Os vereadores de Londrina vão discutir um projeto de lei que obriga a Prefeitura a identificar imóveis públicos abandonados que se tornaram mocós e adotar medidas para coibir ocupações irregulares. O Legislativo tem intensificado a cobrança por uma destinação adequada a esses espaços. Em junho, três imóveis do município que vêm sendo ocupados por pessoas em situação de rua e usuários de drogas foram vistoriados pela Comissão de Administração, Serviços Públicos, Fiscalização e Transparência da CML (Câmara Municipal de Londrina).

O PL (Projeto de Lei) 223/2025, assinado pelo vereador Sidnei Matias (Avante), obriga a Prefeitura a instalar placas informando que se trata de um imóvel do município; que é proibida a entrada e permanência de pessoas não autorizadas; que há riscos para a segurança e integridade física, quando for o caso; e ainda criar um canal direto para denúncias e informações.

“Tal medida busca garantir a transparência sobre a propriedade do imóvel, prevenir invasões e acidentes decorrentes da permanência irregular de pessoas não autorizadas, além de facilitar a comunicação da população com os órgãos responsáveis para denúncias ou solicitações de informações”, aponta a justificativa do projeto.

Levantamento da Prefeitura de Londrina aponta que, atualmente, existem 135 imóveis — entre públicos e privados — em estado de abandono que trazem insegurança para a comunidade.

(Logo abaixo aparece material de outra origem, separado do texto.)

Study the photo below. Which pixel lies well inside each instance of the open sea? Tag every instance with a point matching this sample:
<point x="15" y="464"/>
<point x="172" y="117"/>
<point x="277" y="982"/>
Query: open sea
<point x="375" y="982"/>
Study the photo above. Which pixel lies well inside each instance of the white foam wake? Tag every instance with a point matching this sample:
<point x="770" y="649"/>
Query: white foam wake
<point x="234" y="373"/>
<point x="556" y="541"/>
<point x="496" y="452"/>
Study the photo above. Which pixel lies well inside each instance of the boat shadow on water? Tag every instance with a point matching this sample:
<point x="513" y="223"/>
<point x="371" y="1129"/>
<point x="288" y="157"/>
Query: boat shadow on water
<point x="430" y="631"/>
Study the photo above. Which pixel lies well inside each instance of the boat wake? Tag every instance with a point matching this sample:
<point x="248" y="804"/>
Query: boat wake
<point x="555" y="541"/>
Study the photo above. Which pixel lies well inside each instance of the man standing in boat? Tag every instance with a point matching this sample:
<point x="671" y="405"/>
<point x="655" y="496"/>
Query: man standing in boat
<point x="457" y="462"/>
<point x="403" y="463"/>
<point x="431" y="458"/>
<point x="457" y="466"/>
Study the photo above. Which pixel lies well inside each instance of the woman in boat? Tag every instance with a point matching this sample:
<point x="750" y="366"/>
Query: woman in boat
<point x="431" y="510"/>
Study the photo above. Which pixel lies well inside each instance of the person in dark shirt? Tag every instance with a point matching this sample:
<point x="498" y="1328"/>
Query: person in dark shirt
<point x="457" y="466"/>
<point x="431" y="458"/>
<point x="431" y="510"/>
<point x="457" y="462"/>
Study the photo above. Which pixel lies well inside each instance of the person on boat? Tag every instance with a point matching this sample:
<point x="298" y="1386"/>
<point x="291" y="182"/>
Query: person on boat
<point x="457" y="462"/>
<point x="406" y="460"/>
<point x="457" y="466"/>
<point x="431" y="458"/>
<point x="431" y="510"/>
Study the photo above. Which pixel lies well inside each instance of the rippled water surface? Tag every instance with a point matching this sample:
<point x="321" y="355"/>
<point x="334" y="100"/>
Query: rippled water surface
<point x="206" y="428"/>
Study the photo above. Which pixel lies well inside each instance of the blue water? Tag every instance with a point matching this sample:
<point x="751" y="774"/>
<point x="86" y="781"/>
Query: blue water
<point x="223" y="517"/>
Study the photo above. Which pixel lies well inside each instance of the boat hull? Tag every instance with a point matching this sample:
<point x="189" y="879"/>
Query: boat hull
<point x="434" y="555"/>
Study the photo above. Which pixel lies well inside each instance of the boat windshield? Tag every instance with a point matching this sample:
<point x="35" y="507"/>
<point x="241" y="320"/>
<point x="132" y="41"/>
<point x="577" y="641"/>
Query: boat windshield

A GM (Guarda Municipal) tem feito ações nesses locais desde o lançamento da Operação Choque de Ordem, uma das primeiras iniciativas da gestão Tiago Amaral (PSD).

Há um desafio na retomada desses espaços, que já foram utilizados para o desenvolvimento de políticas públicas. Um exemplo é a antiga Casa da Mulher, localizada na rua Mário Bonalume, na zona leste de Londrina. São duas residências construídas entre as décadas de 1950 e 1960 e que, segundo o Ippul (Instituto de Pesquisa e Planejamento Urbano de Londrina), têm valor histórico, pois representam as propriedades cafeeiras daquela região.

Como mostrou a FOLHA, não há nenhum uso previsto para o imóvel, que segue sendo ocupado frequentemente por pessoas em situação de rua — o que é uma reclamação constante da vizinhança. Enquanto esteve sob responsabilidade da Secretaria Municipal de Educação, que pretendia construir uma creche no local, chegou a ter uma reforma prevista, mas isso nunca saiu do papel.

A Prefeitura entende que a proliferação dos mocós é um problema histórico em Londrina. No caso dos imóveis privados, o procedimento é notificar o proprietário e adotar medidas como o fechamento dos acessos e até demolição, como ocorreu com o “Motel Tijolinho”, localizado na avenida Leste-Oeste com a rua Ouro Preto.

“No caso dos imóveis públicos municipais, o processo segue o mesmo rito, com a notificação do órgão que tem a posse para que sejam tomadas as devidas providências, inclusive com a demolição do espaço”, pontua a administração, que também demoliu um banheiro do CSU (Centro Social Urbano) que vinha sendo utilizado como mocó. “Em paralelo às medidas administrativas e de segurança pública, a Secretaria Municipal de Assistência Social vem realizando um amplo trabalho de atendimento e acolhimento de pessoas em situação de rua e usuários de drogas.”

AGUARDANDO REUNIÃO

Após a vistoria realizada pela Comissão de Administração, Serviços Públicos, Fiscalização e Transparência, foram encaminhados pedidos de informações ao Executivo sobre os imóveis, que ainda aguardam resposta. Os vereadores também articulam uma reunião com o prefeito Tiago Amaral para cobrar um destino para esses espaços, mas o encontro ainda não tem data para acontecer.